As Israel warned Gaza civilians to evacuate, IDF bombs struck city described as sanctuary
As war rages in Gaza, civilians have repeatedly been told by Israel to go to the city of Deir al-Balah, in the center of the enclave, for safety.
The city lies below the Wadi Gaza, the line south of which Israel warned people to move starting in mid-October. And after a cease-fire in late November, Israel's military issued multiple calls for civilians to travel to shelters in the city for their own safety.
Deir al-Balah has since swelled with internally displaced people, according to the United Nations.
But the city has not been spared from the Israeli bombing campaign, according to the United Nations and international human rights organizations like Amnesty International.
ABC News, using satellite imagery from Planet Labs and videos filmed on the ground, has identified at least 91 individual instances of destruction in Deir al-Balah since Oct. 7. Numerous videos and photos reviewed by ABC News appear to support U.N. and human rights organizations' statements and indicate that while Israel's military directed civilians to Deir al-Balah, they continued to strike there.
ABC News cannot independently verify every individual instance of destruction as being from Israel.

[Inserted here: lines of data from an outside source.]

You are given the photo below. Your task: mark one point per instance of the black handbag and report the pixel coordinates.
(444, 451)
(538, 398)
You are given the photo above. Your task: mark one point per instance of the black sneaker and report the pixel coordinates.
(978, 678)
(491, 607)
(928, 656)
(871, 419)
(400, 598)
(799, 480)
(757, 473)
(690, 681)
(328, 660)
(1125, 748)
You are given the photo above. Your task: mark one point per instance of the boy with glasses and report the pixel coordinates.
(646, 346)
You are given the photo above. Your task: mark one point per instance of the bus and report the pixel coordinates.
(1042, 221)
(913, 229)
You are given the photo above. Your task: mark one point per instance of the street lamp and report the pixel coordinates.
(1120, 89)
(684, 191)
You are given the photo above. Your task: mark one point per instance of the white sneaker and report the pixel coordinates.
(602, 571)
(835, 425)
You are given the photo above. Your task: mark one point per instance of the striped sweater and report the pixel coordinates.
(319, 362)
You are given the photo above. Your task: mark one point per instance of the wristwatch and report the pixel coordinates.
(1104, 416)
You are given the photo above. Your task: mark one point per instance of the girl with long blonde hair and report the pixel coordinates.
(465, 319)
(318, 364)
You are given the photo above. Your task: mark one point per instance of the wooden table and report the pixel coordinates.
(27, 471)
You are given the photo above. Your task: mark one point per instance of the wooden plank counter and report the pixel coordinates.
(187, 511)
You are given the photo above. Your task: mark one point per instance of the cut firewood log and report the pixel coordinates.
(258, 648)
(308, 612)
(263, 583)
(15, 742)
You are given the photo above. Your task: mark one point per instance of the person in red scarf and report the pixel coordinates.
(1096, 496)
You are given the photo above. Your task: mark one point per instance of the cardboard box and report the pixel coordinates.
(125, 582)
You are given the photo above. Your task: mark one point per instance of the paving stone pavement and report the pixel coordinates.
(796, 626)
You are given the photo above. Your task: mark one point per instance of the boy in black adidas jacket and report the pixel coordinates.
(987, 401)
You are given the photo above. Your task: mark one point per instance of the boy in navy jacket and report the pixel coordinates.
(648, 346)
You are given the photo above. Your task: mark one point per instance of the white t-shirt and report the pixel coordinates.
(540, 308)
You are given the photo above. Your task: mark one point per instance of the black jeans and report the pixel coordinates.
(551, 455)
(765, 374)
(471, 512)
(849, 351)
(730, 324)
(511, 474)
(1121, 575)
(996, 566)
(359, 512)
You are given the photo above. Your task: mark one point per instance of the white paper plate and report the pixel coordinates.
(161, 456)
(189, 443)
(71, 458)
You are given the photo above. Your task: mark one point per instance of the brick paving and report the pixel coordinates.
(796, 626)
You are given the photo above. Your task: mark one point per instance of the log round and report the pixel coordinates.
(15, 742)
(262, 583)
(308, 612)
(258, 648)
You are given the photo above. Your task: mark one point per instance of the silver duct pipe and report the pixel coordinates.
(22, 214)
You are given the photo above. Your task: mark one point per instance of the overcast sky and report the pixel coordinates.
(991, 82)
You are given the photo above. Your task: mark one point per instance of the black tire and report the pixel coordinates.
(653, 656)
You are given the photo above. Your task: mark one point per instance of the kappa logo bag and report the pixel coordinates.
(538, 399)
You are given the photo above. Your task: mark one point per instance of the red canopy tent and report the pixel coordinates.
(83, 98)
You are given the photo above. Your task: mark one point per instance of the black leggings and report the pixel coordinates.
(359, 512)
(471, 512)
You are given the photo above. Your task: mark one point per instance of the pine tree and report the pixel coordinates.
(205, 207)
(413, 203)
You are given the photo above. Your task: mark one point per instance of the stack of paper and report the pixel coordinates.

However, Airwars, a U.K.-based nonprofit that tracks civilian casualties due to airstrikes, told ABC News they think "it is logical to conclude" a majority of damage to Deir al-Balah since Oct. 7 has been caused by the Israel Defense Forces rather than by Gaza-based militants, given the scale of bombardments. Airwars also said exact estimates are hard to come by because the ongoing bombing makes it difficult to access these areas.
Evacuation to Deir al-Balah
In the first two months following the terror attack by Gaza-based militants on Israel and the start of the ensuing IDF campaign in Gaza, hundreds of thousands of Palestinians in Gaza fled south from the northern part of the enclave, according to the U.N. and the IDF.
After a week-long cease-fire between Hamas and Israel in November, Israel signaled its intention to expand ground operations to areas in the south previously declared safe.
As Israel started this expansion on Dec. 2, it issued new evacuation orders for much of the city of Khan Younis that extended to areas immediately to the south of Deir al-Balah.
Israeli troops positioned themselves south of the city on the main road that spans Gaza from north to south, sandwiching Deir al-Balah between the two areas of ground combat to the north and south.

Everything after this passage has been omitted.